Stocks fell and bond yields rose, with traders keeping a close eye on Jerome Powell’s testimony before Congress after he reiterated the Federal Reserve is in no rush to cut rates.

“With our policy stance now significantly less restrictive than it had been and the economy remaining strong, we do not need to be in a hurry to adjust our policy stance,” Powell said in remarks prepared for testimony Tuesday before the Senate Banking committee.

             Jerome Powell.

Equities pushed lower as weakness in most big techs weighed on trading. Meta Platforms Inc. lost traction after notching a 16-day winning streak. Coca-Cola Co. rallied as profit beat expectations. Long-maturity Treasury yields rose more than the rest of the US curve, with those on the 10-year bonds hovering around 4.5%. A gauge of the dollar held steady after two days of gains.

Just a day ahead of a key reading on inflation, the Fed chair is facing a tough set of hearings on Capitol Hill, with lawmakers likely to prod him on President Donald Trump’s proposals on trade, taxation, immigration and regulation. Powell is testifying before the Senate Banking Committee Tuesday, and before the House Financial Services Committee on Wednesday.

The S&P 500 fell 0.2%. The Nasdaq 100 slid 0.1%. The Dow Jones Industrial Average dropped 0.2%.

The yield on 10-year Treasuries advanced four basis points to 4.54%. The Bloomberg Dollar Spot Index fell 0.1%.

US Inflation Has Proven Stubborn

January consumer price index seen rising 0.3% for fifth time in six months

US inflation showed scant signs of downward momentum at the start of the year, while healthy job growth undergirded the economy, backing the Fed’s stance to hold the line on interest rates for now.

Bureau of Labor Statistics figures due on Wednesday, shortly before the second half of Powell’s two-day testimony marathon, are forecast to show the consumer price index excluding food and energy rose 0.3% in January for the fifth time in the last six months.

Compared with a year earlier, core CPI is forecast to have risen 3.1%. While marginally lower than than the annual figure for December, that’s just a 0.2 percentage point decline from the middle of last year.

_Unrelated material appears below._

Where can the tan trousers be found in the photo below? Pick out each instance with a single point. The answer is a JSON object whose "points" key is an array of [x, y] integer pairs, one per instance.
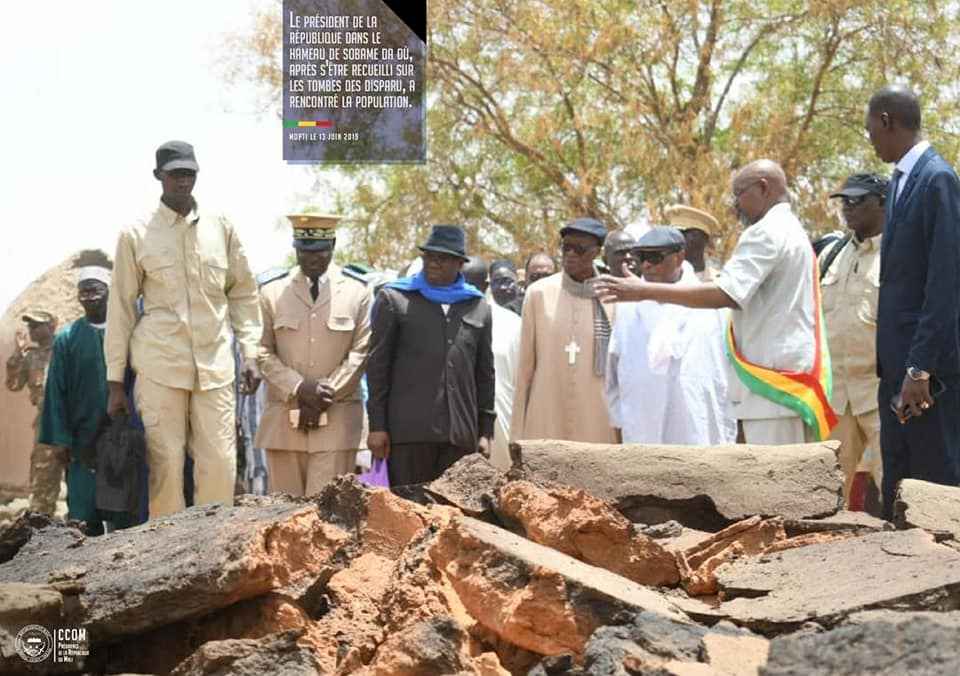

“With the labor market remaining strong and inflation still slightly above the Fed’s target, it’s not surprising that traders are pushing out prospects of another interest rate cut from the Fed toward the middle of the year,” said Matthew Weller at Forex.com and City Index.

Weller bets the volatility around this week’s inflation reading may be more limited than in the past, as the Fed will, in all likelihood, still get another handful of inflation and jobs reports before making any additional changes to interest rates.

“That said, a pickup in price pressures could lead traders to start asking whether the Fed’s interest rate cutting cycle may be completed already, complicating the path forward for a central bank that has clearly been hinting that the easing cycle isn’t done yet,” he noted.